Une trentaine d'institutions sociales proposent des lieux d’intervention pouvant accueillir jusqu'à 150 participants. Ces derniers peuvent p. ex. choisir d’être affectés aux services d'achat, d'accompagnement et de visite pour les personnes âgées, à des événements culturels dans des maisons de quartier, au soutien à l'intégration linguistique ou encore à l'entretien de réserves naturelles et d'espaces verts publics.
L'objectif du programme est de promouvoir la santé physique et psychique des bénéficiaires de l'aide sociale et de pallier ainsi la chronicisation des situations problématiques, ce qui permet notamment d'éviter ou de réduire les coûts ultérieurs.

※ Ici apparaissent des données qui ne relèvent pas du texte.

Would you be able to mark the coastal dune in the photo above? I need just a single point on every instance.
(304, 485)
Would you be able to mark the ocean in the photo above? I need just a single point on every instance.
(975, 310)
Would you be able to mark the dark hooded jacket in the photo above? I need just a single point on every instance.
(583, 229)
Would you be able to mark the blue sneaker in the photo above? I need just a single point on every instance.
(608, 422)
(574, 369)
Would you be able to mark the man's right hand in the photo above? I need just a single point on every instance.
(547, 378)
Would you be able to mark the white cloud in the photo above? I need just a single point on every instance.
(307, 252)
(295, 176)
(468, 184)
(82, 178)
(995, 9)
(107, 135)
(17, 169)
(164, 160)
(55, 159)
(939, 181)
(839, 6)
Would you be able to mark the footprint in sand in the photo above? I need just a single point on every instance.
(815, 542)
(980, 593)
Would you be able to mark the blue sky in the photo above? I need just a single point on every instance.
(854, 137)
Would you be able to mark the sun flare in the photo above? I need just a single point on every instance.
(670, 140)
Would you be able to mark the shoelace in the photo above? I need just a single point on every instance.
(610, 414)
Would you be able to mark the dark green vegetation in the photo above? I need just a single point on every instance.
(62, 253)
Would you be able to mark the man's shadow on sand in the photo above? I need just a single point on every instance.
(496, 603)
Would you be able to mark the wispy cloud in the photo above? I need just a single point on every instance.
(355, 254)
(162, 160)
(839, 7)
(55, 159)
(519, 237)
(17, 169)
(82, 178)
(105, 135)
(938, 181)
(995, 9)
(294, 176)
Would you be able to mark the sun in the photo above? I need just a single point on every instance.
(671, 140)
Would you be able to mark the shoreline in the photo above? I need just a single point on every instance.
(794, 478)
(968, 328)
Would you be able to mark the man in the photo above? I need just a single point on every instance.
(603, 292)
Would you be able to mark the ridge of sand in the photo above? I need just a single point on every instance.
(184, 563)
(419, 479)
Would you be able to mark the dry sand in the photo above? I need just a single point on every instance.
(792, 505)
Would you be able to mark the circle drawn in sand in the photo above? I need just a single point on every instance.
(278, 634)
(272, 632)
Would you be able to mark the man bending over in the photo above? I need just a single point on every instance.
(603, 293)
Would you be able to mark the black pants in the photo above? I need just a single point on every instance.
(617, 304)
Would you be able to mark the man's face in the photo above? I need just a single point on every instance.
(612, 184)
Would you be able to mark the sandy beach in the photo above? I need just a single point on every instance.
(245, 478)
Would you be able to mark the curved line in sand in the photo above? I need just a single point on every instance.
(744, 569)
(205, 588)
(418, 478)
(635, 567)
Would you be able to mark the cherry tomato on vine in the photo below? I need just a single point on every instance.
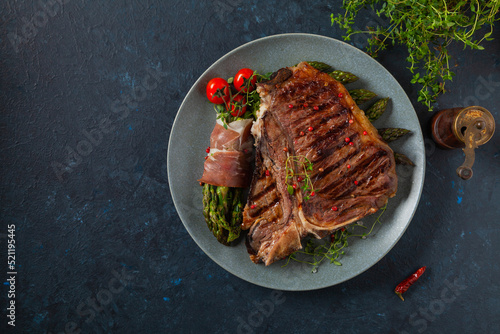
(218, 91)
(238, 106)
(244, 79)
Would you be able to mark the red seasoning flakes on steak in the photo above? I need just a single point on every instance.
(307, 114)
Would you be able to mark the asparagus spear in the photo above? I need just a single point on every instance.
(219, 232)
(206, 204)
(403, 159)
(235, 216)
(361, 95)
(343, 76)
(391, 134)
(377, 109)
(320, 66)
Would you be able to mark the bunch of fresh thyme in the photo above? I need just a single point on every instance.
(426, 28)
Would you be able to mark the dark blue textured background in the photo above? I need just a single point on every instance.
(100, 247)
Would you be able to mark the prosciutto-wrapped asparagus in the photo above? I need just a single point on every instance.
(227, 169)
(228, 162)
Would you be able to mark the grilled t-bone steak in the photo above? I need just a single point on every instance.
(305, 113)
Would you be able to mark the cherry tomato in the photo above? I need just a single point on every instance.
(218, 91)
(238, 106)
(244, 79)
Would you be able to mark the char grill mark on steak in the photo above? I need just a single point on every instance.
(275, 219)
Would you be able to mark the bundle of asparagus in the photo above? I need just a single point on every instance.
(222, 208)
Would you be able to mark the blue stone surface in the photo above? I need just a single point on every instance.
(88, 94)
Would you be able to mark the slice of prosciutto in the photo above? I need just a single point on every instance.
(229, 161)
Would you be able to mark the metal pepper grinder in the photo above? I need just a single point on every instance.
(465, 128)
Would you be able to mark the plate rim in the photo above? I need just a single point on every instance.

« Avec les Litter Lemons, je fais quelque chose d'efficace pour l'environnement et cela me fait du bien personnellement », confie une participante, et une autre : « Le groupe compte beaucoup pour moi. Les répétitions m’ont permis de me ressourcer. » « L'amitié qui est née durant le temps passé ensemble est très précieuse pour moi », ajoute un collègue.

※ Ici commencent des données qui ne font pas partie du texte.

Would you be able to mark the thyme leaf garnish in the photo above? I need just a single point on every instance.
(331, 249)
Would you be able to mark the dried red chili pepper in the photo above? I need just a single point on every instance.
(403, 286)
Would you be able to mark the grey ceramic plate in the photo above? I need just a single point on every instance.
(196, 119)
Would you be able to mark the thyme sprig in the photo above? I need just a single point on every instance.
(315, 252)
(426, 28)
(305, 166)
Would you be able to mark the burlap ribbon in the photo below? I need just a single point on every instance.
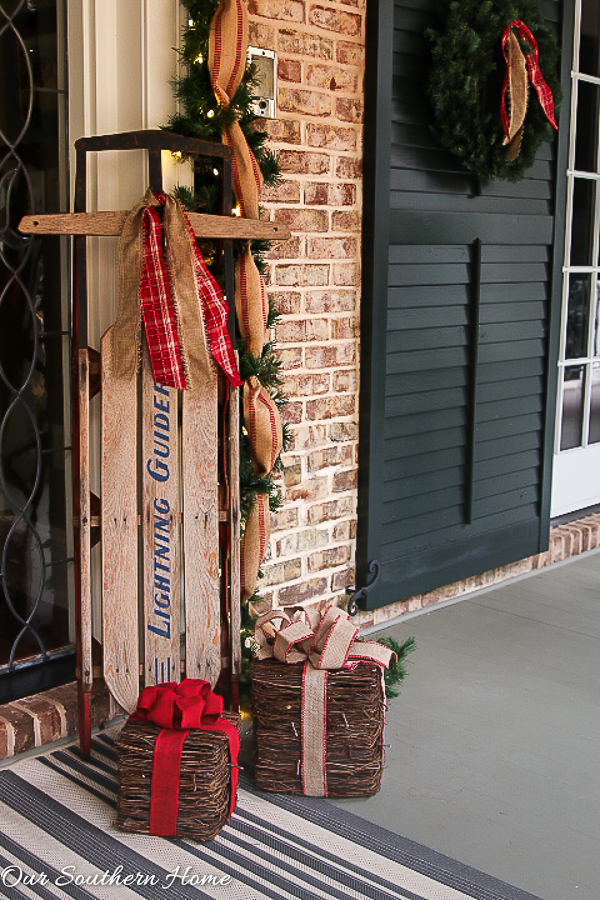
(228, 44)
(322, 642)
(197, 362)
(519, 65)
(177, 708)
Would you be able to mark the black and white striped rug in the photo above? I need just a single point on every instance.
(58, 840)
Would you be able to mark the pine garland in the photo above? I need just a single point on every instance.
(465, 84)
(200, 115)
(397, 671)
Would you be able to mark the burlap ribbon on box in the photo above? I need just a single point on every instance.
(227, 50)
(322, 642)
(181, 305)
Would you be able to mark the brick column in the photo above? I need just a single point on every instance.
(315, 278)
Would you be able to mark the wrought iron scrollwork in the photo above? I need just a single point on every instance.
(374, 569)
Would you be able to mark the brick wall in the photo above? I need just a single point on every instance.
(315, 277)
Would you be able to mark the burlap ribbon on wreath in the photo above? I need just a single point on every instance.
(227, 51)
(187, 338)
(322, 642)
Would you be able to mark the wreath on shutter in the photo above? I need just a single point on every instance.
(470, 51)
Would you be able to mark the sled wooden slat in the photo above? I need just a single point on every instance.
(119, 531)
(199, 441)
(160, 528)
(106, 224)
(85, 519)
(234, 530)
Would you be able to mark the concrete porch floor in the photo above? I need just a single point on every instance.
(494, 755)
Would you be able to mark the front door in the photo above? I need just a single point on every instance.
(576, 483)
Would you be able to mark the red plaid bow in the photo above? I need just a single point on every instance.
(533, 67)
(158, 311)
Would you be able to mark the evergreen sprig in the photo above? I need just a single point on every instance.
(465, 84)
(397, 671)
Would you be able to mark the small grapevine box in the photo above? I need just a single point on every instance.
(179, 780)
(319, 719)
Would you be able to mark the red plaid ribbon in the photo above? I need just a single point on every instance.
(215, 312)
(533, 67)
(158, 311)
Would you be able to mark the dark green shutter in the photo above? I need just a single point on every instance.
(461, 304)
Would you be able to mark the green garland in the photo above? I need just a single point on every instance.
(465, 84)
(200, 115)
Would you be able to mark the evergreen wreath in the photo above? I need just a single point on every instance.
(465, 84)
(200, 115)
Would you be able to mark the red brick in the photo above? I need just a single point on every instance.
(332, 248)
(349, 53)
(282, 10)
(302, 43)
(330, 301)
(302, 275)
(304, 220)
(331, 137)
(285, 131)
(321, 193)
(345, 578)
(332, 78)
(330, 407)
(345, 481)
(291, 249)
(310, 103)
(261, 34)
(349, 109)
(313, 489)
(292, 413)
(330, 456)
(335, 20)
(285, 191)
(289, 70)
(328, 559)
(343, 431)
(302, 162)
(307, 385)
(284, 518)
(344, 328)
(300, 593)
(346, 221)
(292, 331)
(290, 357)
(286, 302)
(347, 274)
(345, 531)
(348, 167)
(320, 357)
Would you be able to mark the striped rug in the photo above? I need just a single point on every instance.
(58, 840)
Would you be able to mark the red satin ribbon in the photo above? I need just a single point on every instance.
(177, 708)
(533, 67)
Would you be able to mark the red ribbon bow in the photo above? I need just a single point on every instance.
(177, 708)
(533, 67)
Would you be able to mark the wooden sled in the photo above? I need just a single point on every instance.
(168, 518)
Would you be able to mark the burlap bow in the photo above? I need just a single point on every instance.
(322, 642)
(177, 708)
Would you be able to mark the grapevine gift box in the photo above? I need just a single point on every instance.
(318, 704)
(177, 759)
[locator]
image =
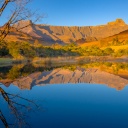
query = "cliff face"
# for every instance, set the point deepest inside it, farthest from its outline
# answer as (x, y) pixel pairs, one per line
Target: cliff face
(65, 34)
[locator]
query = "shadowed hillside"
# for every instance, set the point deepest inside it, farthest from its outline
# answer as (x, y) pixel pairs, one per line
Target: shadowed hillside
(48, 35)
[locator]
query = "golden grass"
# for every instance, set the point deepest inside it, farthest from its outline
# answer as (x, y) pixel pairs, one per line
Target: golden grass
(116, 48)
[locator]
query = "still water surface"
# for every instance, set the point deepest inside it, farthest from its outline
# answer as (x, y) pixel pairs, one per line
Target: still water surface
(75, 106)
(65, 104)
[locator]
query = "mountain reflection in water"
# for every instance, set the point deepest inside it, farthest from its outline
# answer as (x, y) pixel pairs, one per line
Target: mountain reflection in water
(70, 104)
(27, 76)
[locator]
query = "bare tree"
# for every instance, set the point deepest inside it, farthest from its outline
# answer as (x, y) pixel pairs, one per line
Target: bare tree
(18, 11)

Une activité qui fait sens et une source de grande satisfaction
Une enquête menée dans le cadre d'un projet d'étude par des étudiants de la FHNW a démontré les effets positifs sur l'état d'esprit des participants.

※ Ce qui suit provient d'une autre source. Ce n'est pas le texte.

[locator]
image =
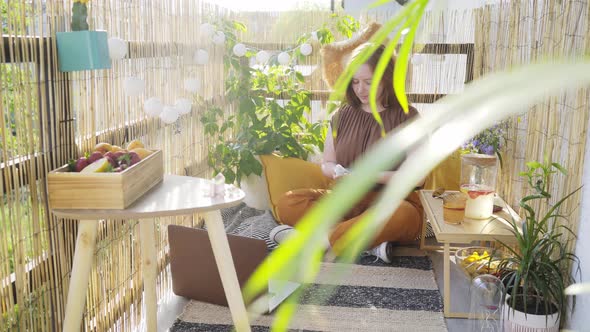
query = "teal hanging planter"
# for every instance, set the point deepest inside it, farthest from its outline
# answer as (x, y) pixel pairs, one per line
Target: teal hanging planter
(82, 50)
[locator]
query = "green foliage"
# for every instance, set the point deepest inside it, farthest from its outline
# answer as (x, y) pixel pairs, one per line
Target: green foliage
(540, 261)
(430, 139)
(271, 110)
(79, 16)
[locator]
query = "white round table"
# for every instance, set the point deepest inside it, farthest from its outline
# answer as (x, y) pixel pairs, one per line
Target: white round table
(175, 195)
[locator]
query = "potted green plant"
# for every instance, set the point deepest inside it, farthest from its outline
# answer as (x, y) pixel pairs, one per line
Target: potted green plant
(272, 107)
(81, 48)
(537, 272)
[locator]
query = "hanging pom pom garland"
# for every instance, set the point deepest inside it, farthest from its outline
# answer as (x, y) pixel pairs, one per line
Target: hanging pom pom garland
(262, 57)
(192, 85)
(169, 115)
(314, 35)
(183, 105)
(133, 86)
(239, 49)
(117, 48)
(218, 38)
(153, 106)
(284, 58)
(201, 57)
(305, 49)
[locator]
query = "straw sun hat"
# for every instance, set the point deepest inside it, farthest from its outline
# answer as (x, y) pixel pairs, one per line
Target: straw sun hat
(335, 56)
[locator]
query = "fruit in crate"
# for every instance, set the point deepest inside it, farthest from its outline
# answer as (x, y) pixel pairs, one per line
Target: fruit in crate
(94, 156)
(102, 165)
(116, 148)
(134, 144)
(103, 147)
(142, 152)
(81, 163)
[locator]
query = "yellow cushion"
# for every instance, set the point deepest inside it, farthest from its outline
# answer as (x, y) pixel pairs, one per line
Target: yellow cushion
(284, 174)
(447, 174)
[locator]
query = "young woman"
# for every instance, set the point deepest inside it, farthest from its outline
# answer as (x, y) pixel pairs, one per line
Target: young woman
(357, 130)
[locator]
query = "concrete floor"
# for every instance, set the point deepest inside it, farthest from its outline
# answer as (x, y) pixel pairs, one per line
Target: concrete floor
(171, 306)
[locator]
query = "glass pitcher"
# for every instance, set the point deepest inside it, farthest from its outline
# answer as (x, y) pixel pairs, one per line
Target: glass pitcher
(478, 183)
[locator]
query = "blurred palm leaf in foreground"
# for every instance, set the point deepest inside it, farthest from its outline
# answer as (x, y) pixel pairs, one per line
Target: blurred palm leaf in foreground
(427, 141)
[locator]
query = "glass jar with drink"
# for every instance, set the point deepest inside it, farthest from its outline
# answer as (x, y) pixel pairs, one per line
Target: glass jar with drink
(478, 183)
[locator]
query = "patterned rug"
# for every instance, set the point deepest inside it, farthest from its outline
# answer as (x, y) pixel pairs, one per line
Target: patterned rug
(371, 296)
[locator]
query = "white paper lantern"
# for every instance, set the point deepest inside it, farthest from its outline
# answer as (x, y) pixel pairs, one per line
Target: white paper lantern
(133, 86)
(153, 106)
(201, 57)
(207, 30)
(262, 57)
(117, 48)
(284, 58)
(305, 49)
(183, 105)
(218, 38)
(169, 115)
(192, 85)
(239, 49)
(314, 35)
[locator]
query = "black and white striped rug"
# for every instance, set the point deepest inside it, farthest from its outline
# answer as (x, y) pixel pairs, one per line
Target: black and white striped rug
(370, 296)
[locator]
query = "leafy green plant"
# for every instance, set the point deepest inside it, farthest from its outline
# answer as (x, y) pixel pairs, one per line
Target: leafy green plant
(271, 111)
(538, 267)
(425, 142)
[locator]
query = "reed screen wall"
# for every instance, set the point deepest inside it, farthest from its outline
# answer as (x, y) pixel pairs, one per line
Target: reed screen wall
(49, 117)
(520, 32)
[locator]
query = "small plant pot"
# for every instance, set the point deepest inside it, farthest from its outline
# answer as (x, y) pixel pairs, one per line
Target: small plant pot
(82, 50)
(516, 320)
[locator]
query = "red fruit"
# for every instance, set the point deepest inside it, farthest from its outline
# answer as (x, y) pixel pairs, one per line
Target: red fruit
(134, 157)
(81, 163)
(117, 155)
(112, 161)
(94, 157)
(110, 155)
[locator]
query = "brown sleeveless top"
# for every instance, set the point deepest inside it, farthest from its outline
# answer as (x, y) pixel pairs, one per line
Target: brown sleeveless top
(356, 130)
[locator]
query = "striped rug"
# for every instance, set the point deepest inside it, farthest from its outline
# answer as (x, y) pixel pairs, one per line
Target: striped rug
(371, 296)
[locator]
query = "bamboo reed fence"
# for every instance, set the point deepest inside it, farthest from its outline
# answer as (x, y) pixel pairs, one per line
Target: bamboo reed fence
(520, 32)
(49, 117)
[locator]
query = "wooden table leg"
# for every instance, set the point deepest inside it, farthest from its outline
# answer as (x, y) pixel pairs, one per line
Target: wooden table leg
(423, 236)
(81, 266)
(447, 279)
(227, 270)
(149, 264)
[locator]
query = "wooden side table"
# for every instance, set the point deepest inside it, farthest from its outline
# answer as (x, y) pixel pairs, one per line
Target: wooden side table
(175, 195)
(492, 229)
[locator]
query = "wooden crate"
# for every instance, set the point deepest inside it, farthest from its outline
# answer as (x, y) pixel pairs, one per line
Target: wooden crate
(72, 190)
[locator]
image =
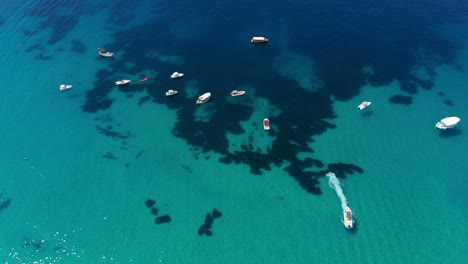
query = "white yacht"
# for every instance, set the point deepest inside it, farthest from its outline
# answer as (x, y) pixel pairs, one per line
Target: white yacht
(105, 53)
(266, 124)
(176, 75)
(171, 92)
(348, 218)
(448, 122)
(259, 40)
(64, 87)
(364, 105)
(122, 82)
(237, 93)
(203, 98)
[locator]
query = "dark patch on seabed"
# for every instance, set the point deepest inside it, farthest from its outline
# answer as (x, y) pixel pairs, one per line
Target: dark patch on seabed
(400, 99)
(387, 41)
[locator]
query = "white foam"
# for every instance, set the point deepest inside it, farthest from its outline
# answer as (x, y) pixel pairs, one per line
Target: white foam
(336, 185)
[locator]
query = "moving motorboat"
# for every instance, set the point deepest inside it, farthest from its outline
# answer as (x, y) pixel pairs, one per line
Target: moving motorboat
(364, 105)
(176, 75)
(448, 122)
(64, 87)
(348, 218)
(259, 40)
(105, 53)
(171, 92)
(122, 82)
(237, 93)
(266, 124)
(203, 98)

L'estime de soi et le sentiment d'appartenance ont augmenté grâce aux programmes d'auxiliaires urbains et d'i-Job. Les personnes concernées sont fières d’elles-mêmes et de leur travail, ont une plus grande confiance en elles et apprennent à mieux connaître leurs propres limites, rapporte l'étude. Au final, la démarche contribue à une meilleure gestion de la vie quotidienne. Les participants expliquent qu'ils trouvent leur activité gratifiante et utile et qu'ils ont davantage confiance en eux. Le sentiment d'être utile et d’être valorisé par la société est très apprécié, ce qui va de pair avec le souhait de pouvoir contribuer à son tour à la société. La structure quotidienne aide à mettre en place des routines, à sortir de chez soi et à entretenir davantage de contacts sociaux. Les participants ont également constaté une amélioration de leur état de santé, tant sur le plan physique grâce à une activité physique accrue que sur le plan psychique grâce à l’activité professionnelle et à la structure quotidienne dans un contexte de travail réel.
La plupart des personnes interrogées sont donc très satisfaites de cette offre. La durée moyenne de participation au programme d'auxiliaires urbains est de plus de quatre ans. De nombreux participants restent fidèles à leur institution d'affectation après avoir quitté l'aide sociale, le plus souvent par le biais de l'AVS ou de l'AI.
Le service d'intégration sociale trouve des institutions qui souhaitent mettre à disposition des places d'intervention et les conseille. Toutes les places du programme sont régulièrement contrôlées et doivent répondre aux standards de benevol Suisse. Le service informe et conseille à la fois les travailleurs sociaux de l'aide sociale de Bâle-Ville et les potentiels participants.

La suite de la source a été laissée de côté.